US treasury secretary Timothy Geithner said governments need to act "quickly and with force" to prevent financial crises from spreading, as he took part in two days of talks in Europe.
The European Union will do what's necessary to prevent instability, Mr Geithner told reporters today in London after meeting with British chancellor of the exchequer George Osborne. "Markets want to see action," he said.
Mr Geithner will also stop in Berlin and Frankfurt to discuss the €750 billion rescue package aimed at containing the Greek debt crisis. He will travel to Frankfurt later today for a working dinner with European Central Bank president Jean-Claude Trichet and will meet with German finance minister Wolfgang Schaeuble in Berlin tomorrow.
The Group of 20 nations will reinforce the effort to prevent financial crises, Mr Geithner said. He also said Greece should implement its commitments, and governments around the world need "carefully designed" and coordinated measures to strengthen the global financial system.
"The basic lesson for financial crises is that you have to come in and act quickly and with force," he said.
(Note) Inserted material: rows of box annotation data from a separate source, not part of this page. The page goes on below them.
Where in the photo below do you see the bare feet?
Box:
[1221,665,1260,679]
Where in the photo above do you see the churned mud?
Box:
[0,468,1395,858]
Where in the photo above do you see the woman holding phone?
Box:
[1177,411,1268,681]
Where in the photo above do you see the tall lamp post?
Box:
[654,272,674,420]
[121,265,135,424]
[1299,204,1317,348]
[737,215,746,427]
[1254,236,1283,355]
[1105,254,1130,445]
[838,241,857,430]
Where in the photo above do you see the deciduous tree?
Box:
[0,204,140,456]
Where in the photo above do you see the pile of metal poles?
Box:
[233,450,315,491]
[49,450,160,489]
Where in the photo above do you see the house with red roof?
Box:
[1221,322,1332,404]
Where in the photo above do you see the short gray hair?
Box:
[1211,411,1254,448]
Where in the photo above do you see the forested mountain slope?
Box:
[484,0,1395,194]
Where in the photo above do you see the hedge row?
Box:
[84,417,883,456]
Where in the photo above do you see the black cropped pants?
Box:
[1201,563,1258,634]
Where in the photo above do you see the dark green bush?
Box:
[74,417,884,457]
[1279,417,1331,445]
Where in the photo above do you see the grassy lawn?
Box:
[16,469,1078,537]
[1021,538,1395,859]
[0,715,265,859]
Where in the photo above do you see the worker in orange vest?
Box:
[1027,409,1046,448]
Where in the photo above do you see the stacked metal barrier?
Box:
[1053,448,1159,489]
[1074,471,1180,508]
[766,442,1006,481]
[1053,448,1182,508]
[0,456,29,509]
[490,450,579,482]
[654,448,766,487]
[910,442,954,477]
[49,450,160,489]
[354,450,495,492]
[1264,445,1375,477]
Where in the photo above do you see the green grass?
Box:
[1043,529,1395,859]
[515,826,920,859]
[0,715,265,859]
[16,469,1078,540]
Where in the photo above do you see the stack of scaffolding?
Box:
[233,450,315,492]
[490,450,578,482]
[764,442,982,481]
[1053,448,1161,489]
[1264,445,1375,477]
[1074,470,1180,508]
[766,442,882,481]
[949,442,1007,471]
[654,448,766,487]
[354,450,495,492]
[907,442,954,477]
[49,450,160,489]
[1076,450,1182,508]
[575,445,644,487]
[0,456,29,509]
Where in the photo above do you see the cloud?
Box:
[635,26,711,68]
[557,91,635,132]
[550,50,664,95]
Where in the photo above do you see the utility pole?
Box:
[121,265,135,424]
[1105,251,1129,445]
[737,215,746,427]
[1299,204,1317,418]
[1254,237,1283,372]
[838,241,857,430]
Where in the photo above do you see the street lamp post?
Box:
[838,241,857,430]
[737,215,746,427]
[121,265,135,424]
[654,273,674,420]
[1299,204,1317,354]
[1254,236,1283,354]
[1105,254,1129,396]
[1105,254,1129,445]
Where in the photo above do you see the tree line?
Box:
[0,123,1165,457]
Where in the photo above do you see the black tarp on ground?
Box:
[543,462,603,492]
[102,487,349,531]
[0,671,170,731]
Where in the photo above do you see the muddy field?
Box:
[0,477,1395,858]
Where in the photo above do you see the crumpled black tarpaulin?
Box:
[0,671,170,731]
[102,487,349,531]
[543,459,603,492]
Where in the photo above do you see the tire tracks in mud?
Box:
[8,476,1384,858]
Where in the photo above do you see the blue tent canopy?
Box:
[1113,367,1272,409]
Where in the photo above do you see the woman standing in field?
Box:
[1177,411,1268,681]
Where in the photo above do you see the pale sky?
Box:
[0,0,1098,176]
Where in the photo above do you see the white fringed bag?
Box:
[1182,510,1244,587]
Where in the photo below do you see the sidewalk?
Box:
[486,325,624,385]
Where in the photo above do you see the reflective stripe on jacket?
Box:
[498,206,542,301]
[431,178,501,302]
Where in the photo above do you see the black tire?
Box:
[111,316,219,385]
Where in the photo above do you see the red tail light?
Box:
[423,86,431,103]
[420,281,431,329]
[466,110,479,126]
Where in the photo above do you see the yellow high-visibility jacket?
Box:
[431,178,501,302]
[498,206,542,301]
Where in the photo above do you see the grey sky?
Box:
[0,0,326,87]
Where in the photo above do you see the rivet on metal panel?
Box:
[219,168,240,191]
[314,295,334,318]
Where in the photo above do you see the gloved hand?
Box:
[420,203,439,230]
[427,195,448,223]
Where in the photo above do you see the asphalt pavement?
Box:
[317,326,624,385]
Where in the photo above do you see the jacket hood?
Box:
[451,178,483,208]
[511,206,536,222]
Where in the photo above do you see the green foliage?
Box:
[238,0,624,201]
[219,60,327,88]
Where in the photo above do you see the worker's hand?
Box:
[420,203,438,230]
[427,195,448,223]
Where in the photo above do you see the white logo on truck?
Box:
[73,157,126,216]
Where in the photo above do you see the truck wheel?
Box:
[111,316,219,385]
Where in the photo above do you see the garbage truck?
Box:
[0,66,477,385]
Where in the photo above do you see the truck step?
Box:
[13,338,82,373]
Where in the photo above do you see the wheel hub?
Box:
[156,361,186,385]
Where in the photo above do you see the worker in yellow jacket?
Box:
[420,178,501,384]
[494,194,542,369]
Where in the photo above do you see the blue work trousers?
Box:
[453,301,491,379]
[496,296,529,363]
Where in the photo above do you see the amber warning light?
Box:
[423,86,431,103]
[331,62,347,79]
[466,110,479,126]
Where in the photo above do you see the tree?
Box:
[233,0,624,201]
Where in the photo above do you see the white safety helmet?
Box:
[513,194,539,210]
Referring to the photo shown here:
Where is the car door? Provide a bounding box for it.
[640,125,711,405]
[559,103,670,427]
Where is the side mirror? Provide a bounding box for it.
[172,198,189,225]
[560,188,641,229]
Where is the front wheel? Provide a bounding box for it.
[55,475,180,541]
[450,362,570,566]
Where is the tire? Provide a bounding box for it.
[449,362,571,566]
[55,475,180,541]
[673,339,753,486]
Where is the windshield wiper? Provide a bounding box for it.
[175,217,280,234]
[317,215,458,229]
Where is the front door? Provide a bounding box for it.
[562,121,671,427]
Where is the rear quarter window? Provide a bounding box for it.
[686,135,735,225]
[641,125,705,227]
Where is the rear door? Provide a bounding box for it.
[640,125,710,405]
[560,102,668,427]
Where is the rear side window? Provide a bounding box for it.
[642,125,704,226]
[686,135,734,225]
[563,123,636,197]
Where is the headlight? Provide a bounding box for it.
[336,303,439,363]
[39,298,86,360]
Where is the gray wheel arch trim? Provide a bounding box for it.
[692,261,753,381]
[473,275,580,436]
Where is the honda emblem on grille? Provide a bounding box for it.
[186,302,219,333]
Investors are not confident that measures so far, including Germany's unilateral ban on some financial trades, austerity plans by indebted euro zone members or even a €750 billion rescue fund will be enough to prevent Europe's woes from derailing the global recovery.
One senior US Treasury official said Washington was unhappy with Germany's decision to go it alone in banning some types of speculative trading as it considers the measures counter-productive.
In fact, Germany yesterday proposed extending restrictions on speculative short-selling trades to include all shares, a government source said.
Last week, the euro area's biggest country imposed a ban on naked short-selling of shares in top financial firms and euro government bonds and using credit default swaps for speculation.
Also yesterday, Italy's cabinet approved a multibillion-euro package of budget cuts designed to slash the government's deficit to beneath the EU ceiling of 3 per cent of GDP by 2012, a government source said.
A draft of the package included a four-year freeze on public sector salaries, and a reduction in state personnel by replacing only one in five of those who leave.